- Born: 1951 (age 74–75)
- Education: Oregon State University, Scripps Institution of Oceanography
- Scientific career
- Fields: Geology, oceanography, geophysics

= Kathleen Crane =

American marine geologist

Kathleen (Kathy) Crane (born 1951) is an American marine geologist, best known for her contributions to the discovery of hydrothermal vents on the Galápagos Rift along the East Pacific Rise in the mid-1970s.

== Education ==
Crane received a Bachelors of Arts in Geology, with a minor in German, from Oregon State University in 1973. In 1977, she received a doctorate from Scripps Institution of Oceanography with a dissertation entitled "Hydrothermal Activity and Near Axis Structure at Mid-Ocean Spreading Centers". From 1977-1979, she studied mid-ocean ridges as a postdoctoral fellow with Robert (Bob) Ballard at the Woods Hole Oceanographic Institution.

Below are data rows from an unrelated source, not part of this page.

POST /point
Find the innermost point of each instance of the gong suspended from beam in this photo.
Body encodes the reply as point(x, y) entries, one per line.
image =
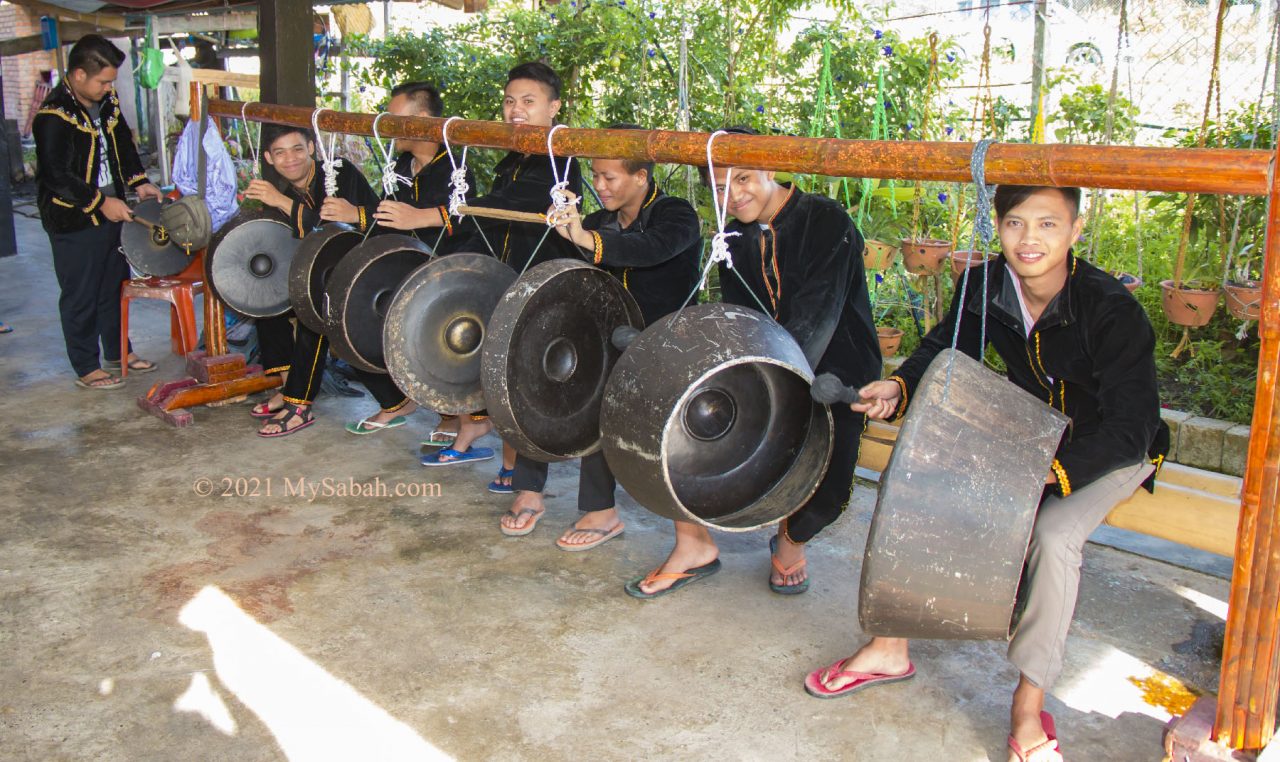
point(707, 418)
point(360, 295)
point(548, 356)
point(318, 254)
point(956, 505)
point(247, 264)
point(435, 328)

== Discovery of hydrothermal vents ==
In June 1976, on the Pleiades II expedition on the R/V Melville to the Galápagos Rift, Crane detected a 0.1 °C anomaly using a temperature-monitoring system she had developed for the Deep-Tow seafloor imaging system run by Fred Noel Spiess of the Marine Physical Laboratory at Scripps Institution of Oceanography. The temperature anomaly, as well as seafloor images of volcanic features, provided strong support for the hypothesis that hydrothermal vents existed on the seafloor. Crane nick-named the sites “Clambake I" and "Clambake II", after the abundance of clamshells in the area, and deployed transponders near the vents. She published the maps and temperature anomaly in the Journal of Geophysical Research in November 1977, and on the structure and tectonics in the Journal of Geology in November 1978, and in the Journal of Geophysical Research in October 1979.

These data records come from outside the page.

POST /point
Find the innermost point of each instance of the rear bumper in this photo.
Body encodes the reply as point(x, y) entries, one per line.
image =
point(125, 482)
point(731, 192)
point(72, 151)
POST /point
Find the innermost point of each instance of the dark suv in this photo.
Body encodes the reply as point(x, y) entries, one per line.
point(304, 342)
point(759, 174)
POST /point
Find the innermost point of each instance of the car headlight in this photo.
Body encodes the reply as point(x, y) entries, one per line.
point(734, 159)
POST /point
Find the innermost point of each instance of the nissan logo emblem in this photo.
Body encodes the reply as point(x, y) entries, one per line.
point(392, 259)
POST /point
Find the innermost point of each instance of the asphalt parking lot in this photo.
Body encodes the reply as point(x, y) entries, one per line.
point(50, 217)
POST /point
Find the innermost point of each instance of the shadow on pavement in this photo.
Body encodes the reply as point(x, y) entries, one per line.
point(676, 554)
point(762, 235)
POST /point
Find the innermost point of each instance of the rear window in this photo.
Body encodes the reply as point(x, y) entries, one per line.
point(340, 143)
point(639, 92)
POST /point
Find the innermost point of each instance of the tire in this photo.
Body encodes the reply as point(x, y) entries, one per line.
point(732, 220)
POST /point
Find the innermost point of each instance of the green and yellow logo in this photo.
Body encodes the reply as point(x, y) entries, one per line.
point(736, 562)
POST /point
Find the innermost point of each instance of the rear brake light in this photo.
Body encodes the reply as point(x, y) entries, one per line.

In February 1977, Crane's map and transponders enabled a team of geochemists and geophysicists, led by chief scientists John (Jack) Corliss, from Oregon State University, Tjeerd van Andel from Stanford University, Richard (Dick) Von Herzen from Woods Hole Oceanographic Institution, and Robert (Bob) Ballard from Woods Hole Oceanographic Institution, to return to the Clambake site with the deep-ocean research submersible, DSV Alvin on the R/V Knorr. Close-up photography and biological sampling of Clambake I and II led to the discovery of the biological process of chemosynthesis in clams, mussels, and tube worms in the deep ocean.

In the 1980s, Crane was involved in mapping hydrothermal vents on the Juan de Fuca Ridge and additional vent fields along the East Pacific Rise. She also published geophysical models of along-axis spacing of sea-floor volcanism.

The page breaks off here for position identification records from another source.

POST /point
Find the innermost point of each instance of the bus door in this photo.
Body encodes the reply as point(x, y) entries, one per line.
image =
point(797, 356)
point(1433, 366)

In 1990, Crane was part of an expedition of American, Soviet and Canadian scientists, sponsored by the National Geographic Society and the Soviet Academy of Sciences, that discovered hydrothermal vents on the bottom of Lake Baikal in southern Siberia, which revealed that the lake lies in a continental rift zone.

== Scientific career ==
From 1979-2001, Crane was a research associate at Lamont–Doherty Earth Observatory, where she studied the formation of mid-ocean ridges. In 1985, she was awarded a Fulbright Award at University of Oslo and University of Paris. From 1985 to 2001, she was a professor of oceanography at Hunter College of the City University of New York. From 1993-2001, she managed the Arctic Environmental Security program at the United States Naval Research Laboratory, served as U.S. mission coordinator for the Russian-American Long-term Census of the Arctic program, and authored the Arctic Environmental Atlas. From 2001 to 2015, she was a Program Manager in the Arctic Research Program of the Climate Program Office of the National Oceanic and Atmospheric Administration (NOAA).

Crane has published over 90 peer-reviewed articles and is the author of the 2003 autobiography, Sea Legs: Tales of a Woman Oceanographer, which received acclaim as a personal memoir as well as for its first-hand reports of "ocean science, Cold War science, and women's participation in science".